Скрестив ноги, на ковре восседал аль-Амин. Как и Фадль, он был в «костюме опьянения». Перед ним стояла пожилая женщина, закутанная в абу. Лицо ее было открыто — отличительный признак рабыни.
— Садись! — хрипло распорядился первый престолонаследник, кивая Ибн аль-Хади и указывая на ковер. — У нас важные вести. Это моя осведомительница, — он указал на рабыню, — она служит у визиря. Слушай! Она расскажет тебе о предательстве Джаафара ибн Яхьи.
— Расскажу, мой голубь хороший, как есть повторю, слово в слово. Спаси аллах и помилуй! — запричитала женщина, склоняясь перед аль-Амином. — Поди, год тому назад поднял смуту в Дайлеме бунтовщик аль-Аляви. Заучила я полное его имя: Яхья ибн Абдаллах ибн аль-Хасан аль-Аляви. Задумал несчастный сбросить благодетелей наших Аббасидов — да будет милостив к ним аллах! — выйти из-под халифата. Супротив него эмир правоверных войско послал огромное, а бунтовщик укрылся в горах. Сказывают, не просто его из тех мест было выбить. Снизошло на халифа откровение, направил он посла, визирева брата единоутробного аль-Фадля ибн Яхью. Они живо промежду собой договорились, — персы оба, как не договориться! Обещал посол бунтовщику мир да покой. Был аль-Аляви, как ты знаешь, милостиво принят в Багдаде, получил от халифа охранную грамоту. Но верь, мой голубь хороший, верь, не отказался бунтовщик от воровских мыслей.
— Верно говоришь, женщина! — похвалил аль-Ампи. — Мы можем доверять ему не больше, чем он нам.
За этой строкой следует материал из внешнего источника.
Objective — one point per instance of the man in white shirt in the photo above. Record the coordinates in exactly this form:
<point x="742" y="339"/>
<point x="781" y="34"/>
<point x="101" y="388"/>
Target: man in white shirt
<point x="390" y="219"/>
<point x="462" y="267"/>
Ну и дела творятся в халифате!
— Но кто докажет, что у Бармекидов такие же планы, как у аль-Аляви? — разочарованно протянул Ибн аль-Хади. — Лично я убежден — эти персы только и поджидают случая, чтобы всадить нам кинжал в спину.
— А по-моему, охранная грамота, данная бунтовщику, недействительна, — вставил Фадль.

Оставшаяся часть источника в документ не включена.